Seminar Series: Nonnative Protein Aggregation from a Multi-scale Biophysical & Modeling Approach
|Event Date:||October 23, 2007|
|Speaker:||Professor Christopher J. Roberts|
|Speaker Affiliation:||Dept. of Chemical Engineering, University of Delaware|
Non-native aggregation is a ubiquitous problem during biopharmaceutical product formulation and process development. The presence of even relatively small quantities of soluble or insoluble, nonnative aggregates may significantly increase product development time and expenses, raise regulatory concerns, and potentially jeopardize patient safety due to increased immunogenic responses. The process of nonnative aggregation has also garnered significant interest from the medical and life science communities due to its potential role in generating toxic intermediate- to high-molecular-weight oligomers implicated in a growing number of chronic diseases such as Huntington’s Disease, Alzheimer’s Disease, and prion diseases.
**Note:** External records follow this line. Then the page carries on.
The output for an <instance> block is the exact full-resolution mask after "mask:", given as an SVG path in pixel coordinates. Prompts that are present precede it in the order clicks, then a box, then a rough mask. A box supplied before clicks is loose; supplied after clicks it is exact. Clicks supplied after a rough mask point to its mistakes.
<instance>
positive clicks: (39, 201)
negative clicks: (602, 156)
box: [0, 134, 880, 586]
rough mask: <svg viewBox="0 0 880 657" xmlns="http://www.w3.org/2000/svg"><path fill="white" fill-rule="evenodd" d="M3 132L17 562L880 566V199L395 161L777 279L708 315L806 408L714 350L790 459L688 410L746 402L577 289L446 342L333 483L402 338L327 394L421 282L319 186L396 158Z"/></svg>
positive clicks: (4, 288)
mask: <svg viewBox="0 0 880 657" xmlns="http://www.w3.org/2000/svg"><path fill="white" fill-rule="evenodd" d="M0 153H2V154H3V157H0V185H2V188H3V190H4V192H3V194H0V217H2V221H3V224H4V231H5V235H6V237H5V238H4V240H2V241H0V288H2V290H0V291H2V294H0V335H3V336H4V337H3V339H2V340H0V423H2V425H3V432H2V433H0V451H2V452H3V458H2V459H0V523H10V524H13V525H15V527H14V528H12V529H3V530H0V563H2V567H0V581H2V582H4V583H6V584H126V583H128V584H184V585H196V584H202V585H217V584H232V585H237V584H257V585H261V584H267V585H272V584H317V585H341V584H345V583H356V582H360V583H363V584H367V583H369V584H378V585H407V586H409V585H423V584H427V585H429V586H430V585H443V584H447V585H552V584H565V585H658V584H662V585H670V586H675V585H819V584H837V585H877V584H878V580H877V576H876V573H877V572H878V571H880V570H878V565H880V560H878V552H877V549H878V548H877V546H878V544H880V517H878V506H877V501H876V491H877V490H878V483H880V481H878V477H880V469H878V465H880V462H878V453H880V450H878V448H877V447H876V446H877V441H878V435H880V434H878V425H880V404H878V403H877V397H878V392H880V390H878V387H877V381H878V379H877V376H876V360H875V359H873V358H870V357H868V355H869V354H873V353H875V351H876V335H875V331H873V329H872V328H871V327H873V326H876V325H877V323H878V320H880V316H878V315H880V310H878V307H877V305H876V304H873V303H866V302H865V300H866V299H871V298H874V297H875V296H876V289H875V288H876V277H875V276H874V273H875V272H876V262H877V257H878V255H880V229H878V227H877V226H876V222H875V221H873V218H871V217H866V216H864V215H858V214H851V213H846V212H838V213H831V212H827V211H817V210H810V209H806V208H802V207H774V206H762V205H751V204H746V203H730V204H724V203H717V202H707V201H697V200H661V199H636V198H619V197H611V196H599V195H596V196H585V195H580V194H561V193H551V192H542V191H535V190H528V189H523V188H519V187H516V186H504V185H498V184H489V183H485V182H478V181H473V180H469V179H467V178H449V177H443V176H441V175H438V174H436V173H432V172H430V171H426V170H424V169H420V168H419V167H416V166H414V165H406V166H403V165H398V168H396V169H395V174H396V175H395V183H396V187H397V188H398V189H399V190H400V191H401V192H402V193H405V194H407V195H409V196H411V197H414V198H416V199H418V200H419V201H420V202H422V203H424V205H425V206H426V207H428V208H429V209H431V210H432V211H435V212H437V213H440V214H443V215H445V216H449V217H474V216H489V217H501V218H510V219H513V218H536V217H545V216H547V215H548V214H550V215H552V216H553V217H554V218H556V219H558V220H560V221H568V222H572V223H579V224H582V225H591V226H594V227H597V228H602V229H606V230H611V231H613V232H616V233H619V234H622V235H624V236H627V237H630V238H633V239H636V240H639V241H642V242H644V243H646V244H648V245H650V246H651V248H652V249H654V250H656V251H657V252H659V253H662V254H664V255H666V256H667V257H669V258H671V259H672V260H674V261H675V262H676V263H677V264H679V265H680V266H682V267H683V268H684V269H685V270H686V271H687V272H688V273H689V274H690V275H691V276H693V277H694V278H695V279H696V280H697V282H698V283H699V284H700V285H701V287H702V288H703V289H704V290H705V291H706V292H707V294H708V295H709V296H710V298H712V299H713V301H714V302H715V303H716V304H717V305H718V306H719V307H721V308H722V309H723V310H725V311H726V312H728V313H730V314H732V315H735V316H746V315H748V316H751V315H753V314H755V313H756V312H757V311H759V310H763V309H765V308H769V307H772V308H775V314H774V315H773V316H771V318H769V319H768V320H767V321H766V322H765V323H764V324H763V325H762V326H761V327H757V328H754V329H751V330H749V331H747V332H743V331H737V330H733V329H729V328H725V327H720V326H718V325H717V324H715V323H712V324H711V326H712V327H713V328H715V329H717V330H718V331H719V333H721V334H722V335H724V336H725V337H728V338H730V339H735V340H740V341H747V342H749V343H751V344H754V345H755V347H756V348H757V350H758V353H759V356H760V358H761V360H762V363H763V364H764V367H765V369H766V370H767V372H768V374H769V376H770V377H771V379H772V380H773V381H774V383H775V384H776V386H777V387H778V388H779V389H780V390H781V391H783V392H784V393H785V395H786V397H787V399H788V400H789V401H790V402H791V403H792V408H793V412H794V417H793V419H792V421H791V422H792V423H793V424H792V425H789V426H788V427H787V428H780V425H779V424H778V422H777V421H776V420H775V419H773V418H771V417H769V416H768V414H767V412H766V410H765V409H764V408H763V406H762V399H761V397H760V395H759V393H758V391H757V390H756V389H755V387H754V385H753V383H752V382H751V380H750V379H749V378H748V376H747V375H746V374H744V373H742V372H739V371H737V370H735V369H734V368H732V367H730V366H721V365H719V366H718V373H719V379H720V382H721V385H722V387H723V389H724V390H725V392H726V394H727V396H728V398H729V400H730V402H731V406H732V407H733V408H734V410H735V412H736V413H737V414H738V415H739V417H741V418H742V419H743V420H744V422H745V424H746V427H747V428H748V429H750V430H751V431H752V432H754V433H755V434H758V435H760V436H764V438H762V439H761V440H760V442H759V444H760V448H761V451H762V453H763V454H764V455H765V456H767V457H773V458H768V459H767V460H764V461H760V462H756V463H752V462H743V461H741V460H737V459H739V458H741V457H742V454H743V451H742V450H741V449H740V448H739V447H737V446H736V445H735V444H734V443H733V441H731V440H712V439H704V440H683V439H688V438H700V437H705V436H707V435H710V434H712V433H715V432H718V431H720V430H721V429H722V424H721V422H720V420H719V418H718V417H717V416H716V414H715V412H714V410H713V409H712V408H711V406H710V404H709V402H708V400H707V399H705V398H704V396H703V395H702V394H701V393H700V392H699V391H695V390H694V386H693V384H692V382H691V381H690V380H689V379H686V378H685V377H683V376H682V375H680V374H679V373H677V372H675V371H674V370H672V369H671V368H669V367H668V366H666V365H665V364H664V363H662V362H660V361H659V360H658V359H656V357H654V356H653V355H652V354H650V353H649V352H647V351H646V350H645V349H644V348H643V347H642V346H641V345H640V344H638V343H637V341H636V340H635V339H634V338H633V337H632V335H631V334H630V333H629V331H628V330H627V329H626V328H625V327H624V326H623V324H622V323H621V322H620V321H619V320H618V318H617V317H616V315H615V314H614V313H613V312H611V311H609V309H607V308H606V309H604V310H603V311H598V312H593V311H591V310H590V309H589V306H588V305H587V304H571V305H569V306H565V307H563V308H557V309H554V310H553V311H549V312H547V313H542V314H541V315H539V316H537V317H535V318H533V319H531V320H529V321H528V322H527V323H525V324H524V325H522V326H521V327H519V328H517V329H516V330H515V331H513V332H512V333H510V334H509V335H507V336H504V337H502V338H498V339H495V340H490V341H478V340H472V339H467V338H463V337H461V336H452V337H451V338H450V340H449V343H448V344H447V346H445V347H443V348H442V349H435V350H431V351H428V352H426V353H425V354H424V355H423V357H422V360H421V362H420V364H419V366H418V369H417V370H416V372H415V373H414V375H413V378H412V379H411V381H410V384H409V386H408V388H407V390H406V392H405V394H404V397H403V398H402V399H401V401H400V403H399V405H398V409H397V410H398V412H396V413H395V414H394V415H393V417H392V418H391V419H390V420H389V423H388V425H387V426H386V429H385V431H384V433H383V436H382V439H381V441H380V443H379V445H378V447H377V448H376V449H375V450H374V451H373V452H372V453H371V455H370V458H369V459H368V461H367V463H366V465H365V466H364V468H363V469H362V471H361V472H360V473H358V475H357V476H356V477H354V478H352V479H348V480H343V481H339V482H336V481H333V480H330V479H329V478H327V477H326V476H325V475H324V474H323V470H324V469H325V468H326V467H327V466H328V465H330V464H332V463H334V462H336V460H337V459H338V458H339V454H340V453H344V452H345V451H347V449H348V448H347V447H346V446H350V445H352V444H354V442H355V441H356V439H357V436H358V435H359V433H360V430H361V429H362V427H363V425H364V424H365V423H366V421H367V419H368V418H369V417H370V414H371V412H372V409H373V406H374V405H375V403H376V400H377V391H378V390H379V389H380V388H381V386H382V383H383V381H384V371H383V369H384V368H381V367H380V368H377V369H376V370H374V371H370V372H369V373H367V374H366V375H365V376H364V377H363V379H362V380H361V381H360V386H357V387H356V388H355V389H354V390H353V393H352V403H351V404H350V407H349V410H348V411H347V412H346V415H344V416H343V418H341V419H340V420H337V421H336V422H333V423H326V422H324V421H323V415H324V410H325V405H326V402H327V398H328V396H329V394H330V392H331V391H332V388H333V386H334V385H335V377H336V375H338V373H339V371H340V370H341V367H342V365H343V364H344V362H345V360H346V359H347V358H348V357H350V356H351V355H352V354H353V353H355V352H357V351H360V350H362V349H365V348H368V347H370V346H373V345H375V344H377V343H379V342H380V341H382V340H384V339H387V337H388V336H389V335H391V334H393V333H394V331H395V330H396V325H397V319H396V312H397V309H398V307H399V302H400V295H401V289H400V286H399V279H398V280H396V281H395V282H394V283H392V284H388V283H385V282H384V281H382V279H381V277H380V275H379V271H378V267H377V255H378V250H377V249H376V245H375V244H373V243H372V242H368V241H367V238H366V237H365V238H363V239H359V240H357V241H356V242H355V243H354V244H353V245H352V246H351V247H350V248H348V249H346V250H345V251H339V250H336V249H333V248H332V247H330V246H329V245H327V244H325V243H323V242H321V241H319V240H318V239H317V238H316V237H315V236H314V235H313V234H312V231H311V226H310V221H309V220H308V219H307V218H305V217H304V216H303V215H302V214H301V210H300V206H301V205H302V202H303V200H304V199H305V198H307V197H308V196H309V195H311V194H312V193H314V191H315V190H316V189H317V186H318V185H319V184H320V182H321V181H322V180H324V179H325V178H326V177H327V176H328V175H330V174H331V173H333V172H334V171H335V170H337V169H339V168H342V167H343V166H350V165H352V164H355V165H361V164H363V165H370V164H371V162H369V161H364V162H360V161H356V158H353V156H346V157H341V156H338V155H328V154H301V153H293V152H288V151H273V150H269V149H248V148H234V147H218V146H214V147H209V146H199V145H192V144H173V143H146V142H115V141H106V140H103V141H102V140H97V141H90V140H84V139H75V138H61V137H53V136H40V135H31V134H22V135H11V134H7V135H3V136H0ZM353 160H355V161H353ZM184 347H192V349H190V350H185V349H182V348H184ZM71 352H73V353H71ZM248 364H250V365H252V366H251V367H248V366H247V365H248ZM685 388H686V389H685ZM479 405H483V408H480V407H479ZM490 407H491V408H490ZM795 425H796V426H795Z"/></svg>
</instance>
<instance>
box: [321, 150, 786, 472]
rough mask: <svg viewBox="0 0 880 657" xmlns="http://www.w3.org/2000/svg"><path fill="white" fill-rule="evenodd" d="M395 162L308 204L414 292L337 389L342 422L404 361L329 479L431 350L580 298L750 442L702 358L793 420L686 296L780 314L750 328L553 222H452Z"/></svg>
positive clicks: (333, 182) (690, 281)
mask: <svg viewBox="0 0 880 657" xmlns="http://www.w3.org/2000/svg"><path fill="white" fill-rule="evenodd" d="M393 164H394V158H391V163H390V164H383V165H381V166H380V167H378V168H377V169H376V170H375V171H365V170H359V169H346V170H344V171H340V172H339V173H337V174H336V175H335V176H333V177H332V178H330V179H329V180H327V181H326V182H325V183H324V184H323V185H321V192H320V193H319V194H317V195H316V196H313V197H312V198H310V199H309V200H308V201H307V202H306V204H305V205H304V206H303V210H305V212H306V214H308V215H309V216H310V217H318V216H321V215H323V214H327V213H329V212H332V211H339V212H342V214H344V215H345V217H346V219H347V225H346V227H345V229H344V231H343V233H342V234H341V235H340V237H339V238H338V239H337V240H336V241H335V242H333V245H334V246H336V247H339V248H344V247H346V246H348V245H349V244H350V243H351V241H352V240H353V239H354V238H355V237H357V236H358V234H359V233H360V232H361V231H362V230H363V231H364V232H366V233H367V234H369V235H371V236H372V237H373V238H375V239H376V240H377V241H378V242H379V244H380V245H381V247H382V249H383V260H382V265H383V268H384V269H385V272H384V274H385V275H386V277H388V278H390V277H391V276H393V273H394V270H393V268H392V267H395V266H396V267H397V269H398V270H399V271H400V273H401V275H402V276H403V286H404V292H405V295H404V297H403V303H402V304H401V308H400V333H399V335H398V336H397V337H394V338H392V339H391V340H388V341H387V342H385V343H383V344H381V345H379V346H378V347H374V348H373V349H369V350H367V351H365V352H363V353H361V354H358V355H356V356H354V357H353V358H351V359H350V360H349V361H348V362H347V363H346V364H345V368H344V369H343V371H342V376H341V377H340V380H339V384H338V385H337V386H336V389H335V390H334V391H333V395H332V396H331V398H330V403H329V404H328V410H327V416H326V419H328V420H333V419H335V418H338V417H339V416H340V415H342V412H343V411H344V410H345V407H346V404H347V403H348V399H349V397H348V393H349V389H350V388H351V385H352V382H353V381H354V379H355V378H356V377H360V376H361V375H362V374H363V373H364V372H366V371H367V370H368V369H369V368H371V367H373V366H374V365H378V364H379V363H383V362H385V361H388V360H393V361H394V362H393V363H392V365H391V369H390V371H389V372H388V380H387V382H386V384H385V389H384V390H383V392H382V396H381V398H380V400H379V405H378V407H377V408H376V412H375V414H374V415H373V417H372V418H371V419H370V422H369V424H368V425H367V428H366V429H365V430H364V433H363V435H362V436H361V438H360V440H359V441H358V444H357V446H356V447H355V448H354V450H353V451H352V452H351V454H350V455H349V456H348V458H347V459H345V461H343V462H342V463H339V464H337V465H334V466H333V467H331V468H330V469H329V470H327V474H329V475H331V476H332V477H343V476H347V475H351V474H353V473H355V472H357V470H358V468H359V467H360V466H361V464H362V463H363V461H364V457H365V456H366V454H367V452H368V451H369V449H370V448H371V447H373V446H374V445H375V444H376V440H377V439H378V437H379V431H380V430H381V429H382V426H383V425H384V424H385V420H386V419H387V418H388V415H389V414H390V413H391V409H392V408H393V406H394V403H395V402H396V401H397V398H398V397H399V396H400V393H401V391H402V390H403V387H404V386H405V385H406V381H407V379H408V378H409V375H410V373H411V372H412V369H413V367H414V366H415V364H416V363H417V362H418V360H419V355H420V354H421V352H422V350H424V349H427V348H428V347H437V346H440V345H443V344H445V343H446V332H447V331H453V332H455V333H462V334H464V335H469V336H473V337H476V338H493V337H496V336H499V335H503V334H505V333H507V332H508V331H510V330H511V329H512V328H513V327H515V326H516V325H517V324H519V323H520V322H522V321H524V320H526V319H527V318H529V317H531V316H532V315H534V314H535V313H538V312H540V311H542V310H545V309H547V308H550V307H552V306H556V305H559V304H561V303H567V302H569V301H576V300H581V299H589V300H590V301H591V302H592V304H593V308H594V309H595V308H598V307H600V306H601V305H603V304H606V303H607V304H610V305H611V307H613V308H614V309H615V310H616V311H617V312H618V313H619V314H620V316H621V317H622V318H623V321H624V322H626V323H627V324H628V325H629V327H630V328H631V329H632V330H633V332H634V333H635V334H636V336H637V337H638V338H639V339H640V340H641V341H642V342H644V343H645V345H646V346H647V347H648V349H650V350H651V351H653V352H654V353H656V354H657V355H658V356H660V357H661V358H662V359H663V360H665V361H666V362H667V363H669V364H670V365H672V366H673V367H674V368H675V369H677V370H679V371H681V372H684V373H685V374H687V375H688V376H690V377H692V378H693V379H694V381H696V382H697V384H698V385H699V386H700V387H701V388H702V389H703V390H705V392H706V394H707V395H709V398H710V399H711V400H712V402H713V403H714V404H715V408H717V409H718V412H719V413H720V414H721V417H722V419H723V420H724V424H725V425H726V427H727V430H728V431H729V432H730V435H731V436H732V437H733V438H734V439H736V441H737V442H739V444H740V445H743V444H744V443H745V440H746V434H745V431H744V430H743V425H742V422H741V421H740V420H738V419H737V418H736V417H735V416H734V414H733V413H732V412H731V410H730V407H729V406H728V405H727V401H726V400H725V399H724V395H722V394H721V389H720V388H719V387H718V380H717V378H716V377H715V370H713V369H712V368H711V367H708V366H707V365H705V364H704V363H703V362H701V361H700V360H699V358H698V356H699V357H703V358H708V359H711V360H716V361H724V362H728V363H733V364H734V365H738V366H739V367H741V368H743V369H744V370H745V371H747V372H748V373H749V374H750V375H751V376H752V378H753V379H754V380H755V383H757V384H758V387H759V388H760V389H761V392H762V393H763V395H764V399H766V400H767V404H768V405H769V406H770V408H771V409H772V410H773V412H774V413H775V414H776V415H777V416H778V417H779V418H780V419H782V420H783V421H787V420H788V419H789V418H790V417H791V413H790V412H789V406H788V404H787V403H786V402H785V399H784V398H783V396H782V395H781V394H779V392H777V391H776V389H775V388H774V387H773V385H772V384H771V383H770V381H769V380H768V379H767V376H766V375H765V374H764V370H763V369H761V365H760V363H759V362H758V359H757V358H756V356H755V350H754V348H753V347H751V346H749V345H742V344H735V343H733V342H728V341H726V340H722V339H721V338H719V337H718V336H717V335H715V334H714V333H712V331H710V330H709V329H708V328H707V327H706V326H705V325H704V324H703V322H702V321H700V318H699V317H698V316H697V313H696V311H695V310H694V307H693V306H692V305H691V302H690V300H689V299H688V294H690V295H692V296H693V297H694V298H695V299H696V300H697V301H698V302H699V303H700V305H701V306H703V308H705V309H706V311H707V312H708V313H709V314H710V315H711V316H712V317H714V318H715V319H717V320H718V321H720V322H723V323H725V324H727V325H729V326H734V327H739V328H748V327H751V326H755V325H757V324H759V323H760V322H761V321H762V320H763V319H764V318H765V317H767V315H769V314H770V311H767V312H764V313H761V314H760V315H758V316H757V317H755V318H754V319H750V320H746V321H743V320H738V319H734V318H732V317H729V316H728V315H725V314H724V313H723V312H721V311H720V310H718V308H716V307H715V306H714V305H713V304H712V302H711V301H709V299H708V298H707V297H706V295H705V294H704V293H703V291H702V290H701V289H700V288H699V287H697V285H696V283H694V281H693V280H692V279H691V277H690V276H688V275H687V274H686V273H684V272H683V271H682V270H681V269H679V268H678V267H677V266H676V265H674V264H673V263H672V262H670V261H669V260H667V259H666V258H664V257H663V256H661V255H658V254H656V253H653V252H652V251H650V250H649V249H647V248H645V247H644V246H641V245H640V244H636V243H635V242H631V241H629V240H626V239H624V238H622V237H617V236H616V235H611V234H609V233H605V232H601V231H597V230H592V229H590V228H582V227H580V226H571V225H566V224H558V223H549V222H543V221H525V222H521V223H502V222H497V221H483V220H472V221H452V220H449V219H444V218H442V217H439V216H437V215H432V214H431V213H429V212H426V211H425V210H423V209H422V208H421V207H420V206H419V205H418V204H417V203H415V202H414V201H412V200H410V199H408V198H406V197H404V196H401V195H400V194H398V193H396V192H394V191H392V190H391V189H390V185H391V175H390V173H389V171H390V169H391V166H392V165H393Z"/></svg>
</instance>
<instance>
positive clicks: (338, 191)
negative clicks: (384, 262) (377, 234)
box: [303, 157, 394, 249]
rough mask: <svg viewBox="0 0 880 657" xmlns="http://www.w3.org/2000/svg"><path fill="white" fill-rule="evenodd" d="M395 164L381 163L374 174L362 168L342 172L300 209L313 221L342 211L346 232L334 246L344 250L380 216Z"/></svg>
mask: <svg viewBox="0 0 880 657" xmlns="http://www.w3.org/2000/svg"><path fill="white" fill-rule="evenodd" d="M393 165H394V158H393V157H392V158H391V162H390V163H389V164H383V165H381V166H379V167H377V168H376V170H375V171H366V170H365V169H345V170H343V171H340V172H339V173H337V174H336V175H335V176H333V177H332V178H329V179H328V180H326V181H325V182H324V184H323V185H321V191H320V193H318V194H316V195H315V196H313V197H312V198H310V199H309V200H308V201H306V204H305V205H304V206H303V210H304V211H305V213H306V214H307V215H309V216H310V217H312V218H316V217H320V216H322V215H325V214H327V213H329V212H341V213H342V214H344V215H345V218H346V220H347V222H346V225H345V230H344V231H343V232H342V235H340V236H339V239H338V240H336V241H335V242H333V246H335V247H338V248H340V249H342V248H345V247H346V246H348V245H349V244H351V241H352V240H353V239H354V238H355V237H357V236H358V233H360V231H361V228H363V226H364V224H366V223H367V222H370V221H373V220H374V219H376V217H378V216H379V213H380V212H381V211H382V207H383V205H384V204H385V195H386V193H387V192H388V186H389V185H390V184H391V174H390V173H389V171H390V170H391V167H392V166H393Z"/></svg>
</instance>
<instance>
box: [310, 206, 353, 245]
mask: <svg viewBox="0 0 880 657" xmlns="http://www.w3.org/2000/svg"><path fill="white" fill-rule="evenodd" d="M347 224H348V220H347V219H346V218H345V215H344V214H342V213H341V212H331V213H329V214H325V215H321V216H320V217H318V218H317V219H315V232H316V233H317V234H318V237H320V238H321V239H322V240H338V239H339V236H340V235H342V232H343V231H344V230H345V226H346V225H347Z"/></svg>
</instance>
Nonnative aggregation involves multiple, parallel and sequential levels or stages, including: (partial) unfolding or refolding of initially native or unfolded protein; nucleation or formation of the smallest aggregates that are (net) irreversible and often stabilized by b-sheet secondary structure motifs; aggregate growth via polymerization (monomer addition) and aggregate condensation or coalescence to form filaments, fibers, gels, and/or precipitates. Although much has been learned at a qualitative level about some stages of non-native aggregation, a number of fundamental and practical challenges remain. This seminar will present some of our recent experimental and theoretical progress regarding the mechanism of nonnative aggregation, the morphology, structure, and stabilizing forces for afibrillar aggregates, and improved mathematical models for predicting aggregation kinetics and mechanistically interpreting experimental data. The resulting models incorporate inputs from both experiment and coarse-grained statistical mechanical theory bridging molecular and macroscopic length scales, and also provide guidance for designing experiments to better predict and control aggregation kinetics, characteristics of the resulting aggregates, and the effects of seeding.